In a digital age where data is power, a company’s competitiveness depends greatly on its management’s attitude to data. The days of taking decisions within a ‘time window’ are behind us. Today, decisions are made in real-time. Decisions made using data are quicker, more precise and more effective than those with no data or outdated data. Which means the two important questions leadership should ask are:
Are we making the right decision at the right time?
Has the company embraced changes to stay competitive in a technology-driven business landscape?
For data to be available on-demand and in an easily comprehensible format, a robust data strategy must necessarily be in place. Part of that strategy is to identify tools that allow the company to make sense of increasingly complex data systems.
How best can we plan our technology investment to ensure that the tools we implement are delivering their true economic value?
As data strategies and investments will be planned, controlled and overseen by executives, it goes without saying that companies need the best people in leadership roles. Data strategy is, after all, person-centric; the most powerful technology is useless in the hands of incompetent teams. What, then, are the rules on ‘ideal leadership’ in the digital age?
- Ensuring that the people who make data work are given the freedom and autonomy to state their views in key conversations. They should be empowered to act as leaders to drive innovations and positive transformations with data.

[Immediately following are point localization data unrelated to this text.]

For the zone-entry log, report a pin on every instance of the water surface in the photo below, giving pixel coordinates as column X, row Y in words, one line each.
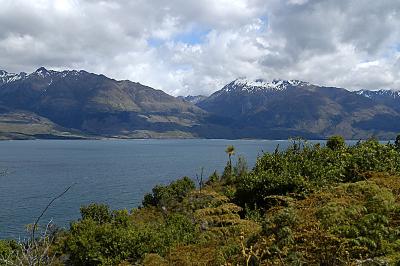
column 115, row 172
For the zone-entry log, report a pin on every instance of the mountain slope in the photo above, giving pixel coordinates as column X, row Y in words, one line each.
column 84, row 104
column 99, row 105
column 281, row 109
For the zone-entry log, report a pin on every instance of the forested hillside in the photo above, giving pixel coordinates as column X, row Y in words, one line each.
column 310, row 204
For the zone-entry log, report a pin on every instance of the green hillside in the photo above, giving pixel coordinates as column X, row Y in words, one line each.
column 307, row 205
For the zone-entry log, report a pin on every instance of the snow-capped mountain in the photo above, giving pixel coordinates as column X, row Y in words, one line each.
column 379, row 93
column 6, row 77
column 386, row 97
column 252, row 86
column 192, row 98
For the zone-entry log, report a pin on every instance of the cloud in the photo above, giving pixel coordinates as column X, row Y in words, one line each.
column 195, row 47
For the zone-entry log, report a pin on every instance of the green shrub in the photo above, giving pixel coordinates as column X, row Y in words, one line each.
column 335, row 143
column 304, row 168
column 169, row 195
column 97, row 212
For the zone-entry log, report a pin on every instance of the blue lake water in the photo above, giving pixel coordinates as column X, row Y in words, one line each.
column 115, row 172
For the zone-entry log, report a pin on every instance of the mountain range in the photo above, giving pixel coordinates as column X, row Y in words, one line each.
column 79, row 104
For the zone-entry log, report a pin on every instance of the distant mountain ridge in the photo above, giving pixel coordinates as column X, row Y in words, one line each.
column 281, row 109
column 79, row 104
column 99, row 106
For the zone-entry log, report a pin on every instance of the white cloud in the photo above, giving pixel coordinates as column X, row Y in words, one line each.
column 352, row 44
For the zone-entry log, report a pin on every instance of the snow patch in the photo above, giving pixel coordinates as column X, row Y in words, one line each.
column 262, row 85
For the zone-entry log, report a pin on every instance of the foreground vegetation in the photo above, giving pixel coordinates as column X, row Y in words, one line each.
column 309, row 204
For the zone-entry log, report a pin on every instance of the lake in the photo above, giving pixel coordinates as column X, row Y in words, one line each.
column 114, row 172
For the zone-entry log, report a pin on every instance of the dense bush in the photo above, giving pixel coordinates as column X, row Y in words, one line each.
column 163, row 196
column 304, row 168
column 307, row 205
column 119, row 238
column 335, row 143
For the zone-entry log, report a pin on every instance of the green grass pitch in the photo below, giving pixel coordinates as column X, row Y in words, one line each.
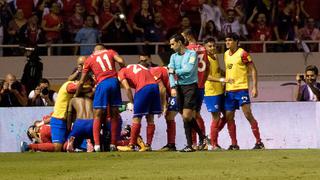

These ‘datapreneurs’ should have representation in senior leadership, on the board, and at the managerial level.
- ‘Datapreneurs’ don’t necessarily need to hold a formal leadership role but be regarded as influential, valuable assets whose expertise is called upon during strategic business meetings. Though they may be technical gurus, their value lies in aligning technology and business to drive new value. They are entrepreneurial first and technical if required. They are concerned with leveraging data in improving business processes and bringing everything together.
- You can pick ‘datapreneurs’ from your existing workforce or hire entrepreneurial self-starters into key positions at every level of the organization. These individuals must be technically adept and entrepreneurial minded, with the ability to create, pursue and realize a vision. They must be able to identify opportunity in order to monetize data investment; influence and gain support in the ecosystem; raise funding for the effort; build a team to create and deliver the value proposition; and scale out the proposition to create lasting value.